Atwater also delivered this endearing, slyly self-deprecating style of humor that is inherent in Rhode Islanders. My favorite offhand comment of hers was that they’d recently been traveling “tens and tens of miles touring Rhode Island,” a charming dig at the state’s diminutive size. Atwater-Donnelly are also incredibly DIY and still centered on physical releases, with an honor-system suitcase of merch perched off to the side of their performance area filled with CDs and books. Atwater had a fantastic crack about the current state of physical media as well, declaring that you’d get a free used car with every CD purchase so that you could have something to play it on. Each of these jokes displayed a loving self-awareness of the world they inhabited: intimate and DIY folk spaces that still hold onto the “old” ways of circulating music and creating community.

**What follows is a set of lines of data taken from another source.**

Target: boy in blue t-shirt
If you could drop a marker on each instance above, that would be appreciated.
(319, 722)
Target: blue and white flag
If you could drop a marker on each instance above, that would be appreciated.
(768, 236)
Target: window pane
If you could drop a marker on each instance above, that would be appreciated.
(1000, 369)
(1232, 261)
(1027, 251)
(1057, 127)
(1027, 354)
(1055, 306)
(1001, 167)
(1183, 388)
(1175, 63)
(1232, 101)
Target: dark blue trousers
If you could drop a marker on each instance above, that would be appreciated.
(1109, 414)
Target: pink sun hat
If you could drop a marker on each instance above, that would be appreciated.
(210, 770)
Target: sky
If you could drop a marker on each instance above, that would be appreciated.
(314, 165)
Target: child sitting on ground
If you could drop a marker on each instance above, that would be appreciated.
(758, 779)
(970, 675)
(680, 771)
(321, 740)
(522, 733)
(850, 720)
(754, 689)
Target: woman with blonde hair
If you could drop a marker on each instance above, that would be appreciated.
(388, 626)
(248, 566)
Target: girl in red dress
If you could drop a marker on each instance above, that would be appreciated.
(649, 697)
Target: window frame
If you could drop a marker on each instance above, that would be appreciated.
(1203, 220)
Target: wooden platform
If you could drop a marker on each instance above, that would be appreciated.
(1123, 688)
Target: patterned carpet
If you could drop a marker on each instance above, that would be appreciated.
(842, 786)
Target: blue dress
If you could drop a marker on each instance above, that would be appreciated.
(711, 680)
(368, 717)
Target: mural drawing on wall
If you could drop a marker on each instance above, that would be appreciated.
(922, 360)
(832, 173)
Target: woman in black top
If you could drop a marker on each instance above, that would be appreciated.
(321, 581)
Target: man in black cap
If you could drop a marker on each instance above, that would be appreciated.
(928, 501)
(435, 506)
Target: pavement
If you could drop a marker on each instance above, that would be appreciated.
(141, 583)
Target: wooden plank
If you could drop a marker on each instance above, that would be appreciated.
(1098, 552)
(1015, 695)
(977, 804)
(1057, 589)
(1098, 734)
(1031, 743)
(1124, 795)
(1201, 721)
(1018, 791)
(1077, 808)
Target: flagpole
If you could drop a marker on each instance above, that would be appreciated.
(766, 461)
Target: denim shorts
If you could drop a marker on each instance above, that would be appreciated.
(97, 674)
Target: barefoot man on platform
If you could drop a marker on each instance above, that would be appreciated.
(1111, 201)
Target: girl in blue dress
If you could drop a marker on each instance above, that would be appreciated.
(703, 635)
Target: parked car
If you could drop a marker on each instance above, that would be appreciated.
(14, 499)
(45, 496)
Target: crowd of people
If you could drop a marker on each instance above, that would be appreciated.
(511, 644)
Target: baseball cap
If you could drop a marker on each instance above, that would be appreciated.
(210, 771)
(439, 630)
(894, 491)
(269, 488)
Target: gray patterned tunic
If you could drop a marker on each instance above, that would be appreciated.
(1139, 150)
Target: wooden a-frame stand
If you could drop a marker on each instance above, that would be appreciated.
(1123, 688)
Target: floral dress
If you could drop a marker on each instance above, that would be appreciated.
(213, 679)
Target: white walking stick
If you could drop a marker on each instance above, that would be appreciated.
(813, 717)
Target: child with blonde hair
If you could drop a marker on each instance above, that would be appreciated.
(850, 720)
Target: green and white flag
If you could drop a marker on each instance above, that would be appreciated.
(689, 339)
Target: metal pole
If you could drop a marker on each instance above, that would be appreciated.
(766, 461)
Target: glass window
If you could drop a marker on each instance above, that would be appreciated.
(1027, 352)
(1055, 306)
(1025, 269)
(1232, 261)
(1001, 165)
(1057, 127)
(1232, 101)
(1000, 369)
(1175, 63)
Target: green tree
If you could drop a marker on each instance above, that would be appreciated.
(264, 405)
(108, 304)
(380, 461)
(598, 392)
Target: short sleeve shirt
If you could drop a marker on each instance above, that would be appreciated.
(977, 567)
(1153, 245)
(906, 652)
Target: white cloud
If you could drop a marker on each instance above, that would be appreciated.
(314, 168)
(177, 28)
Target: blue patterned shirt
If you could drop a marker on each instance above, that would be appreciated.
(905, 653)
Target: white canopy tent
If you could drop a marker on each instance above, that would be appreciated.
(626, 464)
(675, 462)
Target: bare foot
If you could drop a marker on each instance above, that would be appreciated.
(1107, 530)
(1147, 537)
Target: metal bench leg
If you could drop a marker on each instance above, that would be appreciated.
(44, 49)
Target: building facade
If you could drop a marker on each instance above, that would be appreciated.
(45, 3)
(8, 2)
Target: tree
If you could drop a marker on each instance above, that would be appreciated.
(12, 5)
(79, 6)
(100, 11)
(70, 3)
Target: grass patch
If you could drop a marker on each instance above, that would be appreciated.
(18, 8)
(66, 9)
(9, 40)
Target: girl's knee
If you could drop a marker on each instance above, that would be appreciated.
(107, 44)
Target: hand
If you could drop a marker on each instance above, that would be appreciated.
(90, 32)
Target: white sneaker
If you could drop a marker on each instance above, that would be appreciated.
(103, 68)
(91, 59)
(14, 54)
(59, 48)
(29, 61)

Their performing was just as down-to-earth as their demeanor, playing mostly traditional folksongs they received from primary folk sources or from local folksong archivists, such as their rendition of the ballad, “The Single Sailor.” Atwater-Donnelly also discussed their relationship with the late folksong performer and archivist, Jean Ritchie, whom they knew in the last twenty-three years of Ritchie’s life. They visited her in eastern Kentucky and learned countless folksongs from her. Of course, her influence could most be heard in their dulcimer playing, which was put on display in their performance of the popular “The Wagoner’s Lad,” and another piece which featured both Atwater and Donnelly playing dulcimer parts that wove in and out of one another.

Both musicians were also incredibly versatile, having brought all of their instruments, but unsure whether they’d play them all because of the chance of rain. Fortunately for us, we watched them switch effortlessly among guitar, dulcimer, banjo, harmonica, tin whistle, and mandolin, bringing the different colors of these instruments in and out of the fore. With this delightfully dizzying array of instruments, they played Irish, Scottish, and Appalachian folksongs, including a couple popularized by The Carter Family and Bill Monroe. Along with their clear influence from Jean Ritchie, I heard a lot of inspiration and affinity with the sound of the British folk revival from the mid-twentieth century, bringing to mind Bert Jansch, Pentangle, and Anne Briggs.

For the finale, the pair performed the old-time classic, “Cluck Old Hen,” with Donnelly on guitar and Atwater on banjo and clogging. My mind boggled at how Atwater ripped through this tune on banjo while her feet shuffled and scuffed with absolute precision, her shoes serving as the percussive drive of the song. She kept egging on Donnelly to pick up the tempo, her fingers and feet flying by the end at unimaginable speed. I’d truly never seen anything like it. “Cluck Old Hen,” like all the previous songs in the set, showed how this music is in Atwater-Donnelly’s bones.

“Cluck Old Hen” excerpt from an Atwater-Donnelly performance in 2015

After the show, I bee-lined to their suitcase of merch, grabbing a couple of their CDs and Atwater’s songbook from 2001 that transcribes tons of folk tunes for guitar, and most notably, dulcimer. I’ve been thinking about purchasing a dulcimer recently and learning to play, and Atwater kindly encouraged me to email her any questions about buying a dulcimer. The pair were sweet-natured, with what felt like an innate ability to foster folk community.

At one point during the performance, a group of Canadian geese swept across Hope Pond behind us, letting out their collective calls and intertwining their music with Atwater-Donnelly’s. I looked behind me and caught the geese skimming the water’s surface, the mist from the rainy week cloaking them as they disappeared around the bend. I turned back and caught Atwater eyeing them as she sang, a soft grin spread across her face. As the scent of the damp trees came over me again, I inhaled, took it all in. Calling it a homecoming feels too trite, and too resolute. I think the feeling of returning home comes in waves, and isn’t necessarily tied to place. It can be coming back to the musicians who, in a way, put music in my ears, with the songs of generations before me and them.